Using rkt with systemd

rkt is designed to cooperate with init systems, like systemd. rkt implements a simple CLI that directly executes processes, and does not interpose a long-running daemon, so the lifecycle of rkt pods can be directly managed by systemd. Standard systemd idioms like systemctl start and systemctl stop work out of the box.

In the shell excerpts below, a # prompt indicates commands that require root privileges, while the $ prompt denotes commands issued as an unprivileged user.

systemd-run

The systemd-run utility is a convenient shortcut for testing a service before making it permanent in a unit file.
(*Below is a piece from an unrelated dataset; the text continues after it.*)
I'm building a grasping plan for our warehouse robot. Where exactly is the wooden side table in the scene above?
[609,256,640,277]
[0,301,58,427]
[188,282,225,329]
To start a "daemonized" container that forks the container processes into the background, wrap the invocation of rkt with systemd-run:

# systemd-run --slice=machine rkt run coreos.com/etcd:v2.2.5
Running as unit run-29486.service.

The --slice=machine option to systemd-run places the service in machine.slice rather than the host's system.slice, isolating containers in their own cgroup area.

Invoking a rkt container through systemd-run in this way creates a transient service unit that can be managed with the usual systemd tools:

$ systemctl status run-29486.service
● run-29486.service - /bin/rkt run coreos.com/etcd:v2.2.5
   Loaded: loaded (/run/systemd/system/run-29486.service; static; vendor preset: disabled)
  Drop-In: /run/systemd/system/run-29486.service.d
           └─50-Description.conf, 50-ExecStart.conf, 50-Slice.conf
   Active: active (running) since Wed 2016-02-24 12:50:20 CET; 27s ago
 Main PID: 29487 (ld-linux-x86-64)
   Memory: 36.1M
      CPU: 1.467s
   CGroup: /machine.slice/run-29486.service
           ├─29487 stage1/rootfs/usr/lib/ld-linux-x86-64.so.2 stage1/rootfs/usr/bin/systemd-nspawn --boot -Zsystem_u:system_r:svirt_lxc_net_t:s0:c46...
           ├─29535 /usr/lib/systemd/systemd --default-standard-output=tty --log-target=null --log-level=warning --show-status=0
           └─system.slice
             ├─etcd.service
             │ └─29544 /etcd
             └─systemd-journald.service
               └─29539 /usr/lib/systemd/systemd-journald

Since every pod is registered with machined with a machine name of the form rkt-$UUID, the systemd tools can inspect pod logs, or stop and restart pod "machines". Use the machinectl tool to print the list of rkt pods:

$ machinectl list
MACHINE                                  CLASS     SERVICE
rkt-2b0b2cec-8f63-4451-9431-9f8e9b265a23 container nspawn

1 machines listed.

Given the name of this rkt machine, journalctl can inspect its logs, or machinectl can shut it down:

# journalctl -M rkt-2b0b2cec-8f63-4451-9431-9f8e9b265a23
...
Feb 24 12:50:22 rkt-2b0b2cec-8f63-4451-9431-9f8e9b265a23 etcd[4]: 2016-02-24 11:50:22.518030 I | raft: ce2a822cea30bfca received vote from ce2a822cea30bfca at term 2
Feb 24 12:50:22 rkt-2b0b2cec-8f63-4451-9431-9f8e9b265a23 etcd[4]: 2016-02-24 11:50:22.518073 I | raft: ce2a822cea30bfca became leader at term 2
Feb 24 12:50:22 rkt-2b0b2cec-8f63-4451-9431-9f8e9b265a23 etcd[4]: 2016-02-24 11:50:22.518086 I | raft: raft.node: ce2a822cea30bfca elected leader ce2a822cea30bfca at te
Feb 24 12:50:22 rkt-2b0b2cec-8f63-4451-9431-9f8e9b265a23 etcd[4]: 2016-02-24 11:50:22.518720 I | etcdserver: published {Name:default ClientURLs:[http://localhost:2379 h
Feb 24 12:50:22 rkt-2b0b2cec-8f63-4451-9431-9f8e9b265a23 etcd[4]: 2016-02-24 11:50:22.518955 I | etcdserver: setting up the initial cluster version to 2.2
Feb 24 12:50:22 rkt-2b0b2cec-8f63-4451-9431-9f8e9b265a23 etcd[4]: 2016-02-24 11:50:22.521680 N | etcdserver: set the initial cluster version to 2.2
# machinectl poweroff rkt-2b0b2cec-8f63-4451-9431-9f8e9b265a23
$ machinectl list
MACHINE CLASS SERVICE

0 machines listed.

Note that journald integration is only supported if systemd is compiled with xz compression enabled. To inspect this, use systemctl:

$ systemctl --version
systemd v231
[...] +XZ [...]

If the output contains -XZ, journal entries will not be available.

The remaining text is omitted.